In Kulaksiz, a group of men outside a traditional coffee shop start to reminisce about the days they played football with Erdogan, under a large photograph of his famous "one minute" outburst at the World Economic Forum in Davos in 2009.
Erdogan, angrily denouncing Israel's attack on Gaza in a debate with Israeli President Shimon Peres, demanded one minute more to finish his argument as the moderator attempted to cut him short, before walking out in protest.
"We have a leader that stands upright opposite Israel, the European Union and America now.

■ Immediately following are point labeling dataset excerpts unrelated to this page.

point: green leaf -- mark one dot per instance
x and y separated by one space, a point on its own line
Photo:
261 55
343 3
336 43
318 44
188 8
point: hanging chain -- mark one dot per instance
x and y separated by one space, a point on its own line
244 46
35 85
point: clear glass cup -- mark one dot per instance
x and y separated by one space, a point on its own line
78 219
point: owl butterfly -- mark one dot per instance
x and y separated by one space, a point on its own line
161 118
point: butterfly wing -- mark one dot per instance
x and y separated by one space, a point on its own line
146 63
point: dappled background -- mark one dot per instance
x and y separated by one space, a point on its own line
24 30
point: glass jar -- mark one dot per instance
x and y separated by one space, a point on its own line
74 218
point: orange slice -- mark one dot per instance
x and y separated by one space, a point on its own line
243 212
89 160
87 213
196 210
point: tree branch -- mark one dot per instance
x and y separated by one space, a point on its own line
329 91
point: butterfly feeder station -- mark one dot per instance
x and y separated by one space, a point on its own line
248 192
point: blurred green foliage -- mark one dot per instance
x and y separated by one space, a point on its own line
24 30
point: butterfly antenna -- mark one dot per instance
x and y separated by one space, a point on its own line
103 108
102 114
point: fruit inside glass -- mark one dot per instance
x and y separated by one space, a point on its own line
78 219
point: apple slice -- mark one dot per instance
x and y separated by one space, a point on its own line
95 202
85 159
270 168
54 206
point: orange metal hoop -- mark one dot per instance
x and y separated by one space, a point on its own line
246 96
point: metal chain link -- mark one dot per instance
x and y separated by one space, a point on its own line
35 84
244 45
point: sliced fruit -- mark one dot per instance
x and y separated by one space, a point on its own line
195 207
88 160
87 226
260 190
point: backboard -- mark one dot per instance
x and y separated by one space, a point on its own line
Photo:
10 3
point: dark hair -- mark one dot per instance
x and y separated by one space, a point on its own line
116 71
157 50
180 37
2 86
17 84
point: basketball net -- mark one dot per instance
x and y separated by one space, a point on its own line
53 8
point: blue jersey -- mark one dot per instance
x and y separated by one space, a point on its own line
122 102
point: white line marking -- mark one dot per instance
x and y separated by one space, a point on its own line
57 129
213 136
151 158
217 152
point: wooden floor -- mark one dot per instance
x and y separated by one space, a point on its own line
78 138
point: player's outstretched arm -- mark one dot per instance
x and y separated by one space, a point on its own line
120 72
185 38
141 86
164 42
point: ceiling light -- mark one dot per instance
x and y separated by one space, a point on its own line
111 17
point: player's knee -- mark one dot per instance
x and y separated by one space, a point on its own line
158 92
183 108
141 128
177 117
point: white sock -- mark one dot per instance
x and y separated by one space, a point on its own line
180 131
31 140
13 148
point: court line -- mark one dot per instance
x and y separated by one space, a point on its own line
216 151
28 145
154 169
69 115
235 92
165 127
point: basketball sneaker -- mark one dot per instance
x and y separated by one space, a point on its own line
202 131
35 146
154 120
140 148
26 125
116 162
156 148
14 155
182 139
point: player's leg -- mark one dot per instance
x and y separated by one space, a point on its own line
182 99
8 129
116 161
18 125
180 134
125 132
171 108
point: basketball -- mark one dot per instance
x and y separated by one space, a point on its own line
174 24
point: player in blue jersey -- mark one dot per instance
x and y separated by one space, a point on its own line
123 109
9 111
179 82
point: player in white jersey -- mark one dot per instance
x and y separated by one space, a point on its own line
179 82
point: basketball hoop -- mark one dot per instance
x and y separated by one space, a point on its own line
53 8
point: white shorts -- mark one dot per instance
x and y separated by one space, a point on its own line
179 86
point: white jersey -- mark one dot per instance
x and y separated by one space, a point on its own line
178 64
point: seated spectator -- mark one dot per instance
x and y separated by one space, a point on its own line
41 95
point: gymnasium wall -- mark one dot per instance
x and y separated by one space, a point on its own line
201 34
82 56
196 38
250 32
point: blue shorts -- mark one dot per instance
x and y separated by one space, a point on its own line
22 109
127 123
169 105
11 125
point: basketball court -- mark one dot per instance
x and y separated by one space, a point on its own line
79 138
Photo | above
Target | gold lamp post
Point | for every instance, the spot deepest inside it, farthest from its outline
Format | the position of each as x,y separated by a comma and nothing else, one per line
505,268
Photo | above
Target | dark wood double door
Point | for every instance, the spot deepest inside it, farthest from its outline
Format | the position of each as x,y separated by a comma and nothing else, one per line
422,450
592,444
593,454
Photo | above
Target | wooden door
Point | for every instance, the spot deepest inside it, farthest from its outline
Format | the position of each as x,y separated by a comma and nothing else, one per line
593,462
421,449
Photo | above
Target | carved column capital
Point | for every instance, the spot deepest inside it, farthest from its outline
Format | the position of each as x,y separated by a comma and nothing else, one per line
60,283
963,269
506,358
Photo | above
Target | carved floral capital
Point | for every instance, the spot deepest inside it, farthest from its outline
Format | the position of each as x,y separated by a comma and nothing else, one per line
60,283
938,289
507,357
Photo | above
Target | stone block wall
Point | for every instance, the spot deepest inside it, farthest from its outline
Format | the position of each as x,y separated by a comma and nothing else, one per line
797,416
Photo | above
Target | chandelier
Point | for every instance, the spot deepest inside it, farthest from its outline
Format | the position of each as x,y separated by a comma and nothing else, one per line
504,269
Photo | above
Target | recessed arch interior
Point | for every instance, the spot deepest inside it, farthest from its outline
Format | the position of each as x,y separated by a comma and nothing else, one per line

We are proud of him," Hoca Yasar, the owner of the coffee house, says as he gestures at the photo.
"I cannot speak a word of English but I have learnt to say 'one minute' and I use it often."
The apartment where Erdogan grew up, perched atop a steep hill overlooking Kulaksiz, is now home to a Kurdish widow, a native of Elazig in the east of the country, who asks that her name isn't published.
The woman lives in the apartment with her three children, and Erdogan's success has given her hope in their futures.
"If this neighborhood shaped a man who sold bread into the prime minister of Turkey," she says, "what's to stop it from shaping my children into the future leaders of tomorrow?"
PHOTO CAPTION
Turkish Prime Minister Recep Tayyip Erdogan addresses his supporters gathered in front of his Justice and Development Party headquarters in Ankara, Turkey, late Sunday, June 12, 2011.